WMCore
WMCore copied to clipboard
ACDC failures due to missing policy args - DQMHarvest not supported
Impact of the bug GlobalWorkQueue
Describe the bug While going through the Global WorkQueue logs I've stumbled on the following exception [1]. What I can say from a first glance it is happening only for ACDC workflows which are relying on default policy parameters:
INFO:reqmgrInteraction:Splitting /haozturk_ACDC0_Run2022D_BTagMu_10Dec2022_221221_171345_19/DataProcessingMergeDQMoutputEndOfRunDQMHarvestMerged with policy name ResubmitBlock and policy par
ams {'name': 'ResubmitBlock', 'args': {}}
Which are set here: https://github.com/dmwm/WMCore/blob/d89fc9ddee0e405e09f1deaa4fdeb895bf445947/src/python/WMCore/WorkQueue/WorkQueue.py#L1063
These types of ACDCs end up referring to ResubmitBlock
: https://github.com/dmwm/WMCore/blob/master/src/python/WMCore/WorkQueue/Policy/Start/ResubmitBlock.py
NOTE: Even though in the TraceBack the error stems from File "/usr/local/lib/python3.8/site-packages/WMCore/WorkQueue/Policy/Start/StartPolicyInterface.py", line 160, in __call__ self.split()
, the ResubmitBlock
policy redefines the default self.split()
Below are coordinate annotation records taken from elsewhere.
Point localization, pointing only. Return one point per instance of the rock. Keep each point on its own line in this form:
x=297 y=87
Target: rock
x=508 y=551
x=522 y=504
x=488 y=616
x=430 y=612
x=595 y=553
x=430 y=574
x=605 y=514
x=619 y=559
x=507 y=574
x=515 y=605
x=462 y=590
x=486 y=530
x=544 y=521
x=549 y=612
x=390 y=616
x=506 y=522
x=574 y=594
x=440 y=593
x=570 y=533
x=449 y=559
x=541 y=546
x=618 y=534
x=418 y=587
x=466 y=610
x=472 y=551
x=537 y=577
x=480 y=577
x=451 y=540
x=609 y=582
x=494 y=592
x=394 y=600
method from https://github.com/dmwm/WMCore/blob/d89fc9ddee0e405e09f1deaa4fdeb895bf445947/src/python/WMCore/WorkQueue/Policy/Start/StartPolicyInterface.py#L48
with with its own:
https://github.com/dmwm/WMCore/blob/d89fc9ddee0e405e09f1deaa4fdeb895bf445947/src/python/WMCore/WorkQueue/Policy/Start/ResubmitBlock.py#L50
for which no key NumberOfRuns
is set. But how we end up referring to this key in the policy object is still a mystery to me.
In addition, those workflows are constantly retried and are filling the GWQ logs.
How to reproduce it I have not yet figured out the full set of ACDC parameter that trigger such behavior.
Expected behavior To properly map all possible ACDC parameters to the given policy.
Additional context and error message [1]
INFO:reqmgrInteraction:Splitting /haozturk_ACDC0_Run2022D_BTagMu_10Dec2022_221221_171345_19/DataProcessingMergeDQMoutputEndOfRunDQMHarvestMerged with policy name ResubmitBlock and policy params {'name': 'ResubmitBlock', 'args': {}}
ERROR:reqmgrInteraction:Exception splitting wqe haozturk_ACDC0_Run2022D_BTagMu_10Dec2022_221221_171345_19 for haozturk_ACDC0_Run2022D_BTagMu_10Dec2022_221221_171345_19: 'NumberOfRuns'
Traceback (most recent call last):
File "/usr/local/lib/python3.8/site-packages/WMCore/WorkQueue/WorkQueue.py", line 1133, in processInboundWork
work, rejectedWork, badWork = self._splitWork(inbound['WMSpec'], data=inbound['Inputs'],
File "/usr/local/lib/python3.8/site-packages/WMCore/WorkQueue/WorkQueue.py", line 1073, in _splitWork
units, rejectedWork, badWork = policy(spec, topLevelTask, data, mask, continuous=continuous)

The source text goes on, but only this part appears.